# [SOLVED] Kernel panic...

## The_Great_Sephiroth

OK, got a new issue. Both cores panic on boot now. Not sure why.

Panic image

What's going on here? I cannot do anything after this except hold the power button. I cannot even scroll up to see anything else.

----------

## bunder

 *Quote:*   

> What's going on here? I cannot do anything after this except hold the power button.

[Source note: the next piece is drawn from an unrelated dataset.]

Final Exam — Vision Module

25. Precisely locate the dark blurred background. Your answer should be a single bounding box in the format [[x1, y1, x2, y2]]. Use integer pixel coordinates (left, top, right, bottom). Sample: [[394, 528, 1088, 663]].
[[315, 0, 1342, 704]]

I cannot even scroll up to see anything else.

 

i suspect the real problem got scrolled off the screen.

there could be tons of reasons for one to happen.  did you change anything recently?

----------

## The_Great_Sephiroth

I just updated, but how do I get to the point where I can see the real issue so I can begin to fix it?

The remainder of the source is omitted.